Let’s map the lower case letters to upper case letters, and map the upper case letters to inverted upper case letters. That’s okay, right?
To handle this mess, the cc65 compiler applies a character mapping function to string literals. With the default C64 mapping, upper case characters are mapped from 65-90 (ASCII) to 193-218 (the domain of inverted capitals in C64 screen codes), while lower case letters are mapped from 97-122 (ASCII) to… 65-90 (capitals in PETSCII and screen codes).
If you send one of these strings to a cc65 library function like cprintf, the characters get further mapped into screen codes, so that upper and lower case letters appear as they were written in the original string in the source code.
If you’re just using the standard library IO, this actually works pretty smoothly. My problem is that I’m using cc65 library functions like cputs and cprintf, but for my “console” – the part of the screen where commands and conversation text are displayed – I’m bypassing that system and writing characters directly to the screen.
When I initially wrote that, all the text strings I was writing were in lower case in the C source code, and showed up as all-caps on screen. Which worked okay, but as I was reacquainting myself with the code I decided it was ugly. And I decided I would fix it. And that was a terrible, terrible mistake.
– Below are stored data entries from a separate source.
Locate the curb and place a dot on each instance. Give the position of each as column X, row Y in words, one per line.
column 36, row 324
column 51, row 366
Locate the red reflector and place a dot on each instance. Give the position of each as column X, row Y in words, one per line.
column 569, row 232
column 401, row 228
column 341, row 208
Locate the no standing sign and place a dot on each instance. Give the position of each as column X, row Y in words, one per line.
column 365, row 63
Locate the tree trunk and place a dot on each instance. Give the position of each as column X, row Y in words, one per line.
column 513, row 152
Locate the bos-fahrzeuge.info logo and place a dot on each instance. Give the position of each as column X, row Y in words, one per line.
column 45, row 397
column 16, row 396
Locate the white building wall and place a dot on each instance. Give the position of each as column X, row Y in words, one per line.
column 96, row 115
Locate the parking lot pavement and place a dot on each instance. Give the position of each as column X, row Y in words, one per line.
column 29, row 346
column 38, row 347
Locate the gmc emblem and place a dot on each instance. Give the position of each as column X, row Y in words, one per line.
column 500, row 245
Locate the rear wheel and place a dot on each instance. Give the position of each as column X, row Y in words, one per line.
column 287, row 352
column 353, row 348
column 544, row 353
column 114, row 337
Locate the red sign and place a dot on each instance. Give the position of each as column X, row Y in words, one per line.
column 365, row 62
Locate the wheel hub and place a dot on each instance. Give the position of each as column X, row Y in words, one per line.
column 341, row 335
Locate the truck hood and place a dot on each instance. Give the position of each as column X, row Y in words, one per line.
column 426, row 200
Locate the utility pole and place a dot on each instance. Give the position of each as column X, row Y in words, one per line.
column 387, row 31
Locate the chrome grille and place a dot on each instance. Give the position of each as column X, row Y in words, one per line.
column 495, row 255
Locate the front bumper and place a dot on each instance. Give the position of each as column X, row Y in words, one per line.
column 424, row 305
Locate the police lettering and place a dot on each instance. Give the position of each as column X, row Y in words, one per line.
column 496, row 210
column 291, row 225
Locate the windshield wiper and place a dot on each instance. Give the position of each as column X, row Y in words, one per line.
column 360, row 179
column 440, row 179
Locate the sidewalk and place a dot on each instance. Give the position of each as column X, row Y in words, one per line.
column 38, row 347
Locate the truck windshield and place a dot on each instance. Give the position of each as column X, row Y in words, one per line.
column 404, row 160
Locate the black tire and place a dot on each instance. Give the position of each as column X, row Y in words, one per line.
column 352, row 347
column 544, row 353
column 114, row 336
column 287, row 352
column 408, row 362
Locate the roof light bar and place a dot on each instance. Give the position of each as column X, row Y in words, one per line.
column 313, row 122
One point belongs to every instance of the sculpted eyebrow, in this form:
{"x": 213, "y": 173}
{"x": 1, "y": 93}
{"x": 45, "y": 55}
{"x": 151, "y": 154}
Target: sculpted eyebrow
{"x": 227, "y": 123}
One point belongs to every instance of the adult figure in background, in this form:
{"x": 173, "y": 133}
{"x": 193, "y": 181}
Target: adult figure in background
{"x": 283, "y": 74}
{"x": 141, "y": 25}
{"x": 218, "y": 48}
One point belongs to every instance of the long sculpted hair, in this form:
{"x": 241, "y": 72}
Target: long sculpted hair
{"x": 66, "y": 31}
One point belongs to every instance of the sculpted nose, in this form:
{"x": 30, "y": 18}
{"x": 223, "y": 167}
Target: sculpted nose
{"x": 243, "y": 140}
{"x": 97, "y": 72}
Unfortunately, I got it in my head that there had to be a solution to this mapping problem that would allow strings sent to the library functions to be written “correctly”, and allow strings that were blasted to the console to be written “correctly”, and allow strings that were written in the conversation scripting language to be written “correctly”, and that wouldn’t break things like C64 disk functions where I had to actually write out particular character sequences to the disk’s command channel.
I tried! Oh, I tried. I changed the character mapping settings inside cc65 to match the screen codes, and when that failed I mapped them to ASCII. I added a separate mapping function to the script compiler. I rearranged the custom character ROM so that the order of characters more closely matched traditional ASCII. And I broke the console display. I broke formatting of the cprintf output. I broke disk functions that were expecting particular character strings. I broke compilation by mapping characters to the same space PETSCII used to map the cursor keys.
I just… I don’t want to talk about it.
Then I reverted all that cruft, and fixed my console print routine so that it mapped characters from PETSCII to screen codes the same way that cc65’s IO routines did. Like I should have done in the first place.
Some days you can only write the right code after exhausting all the other options.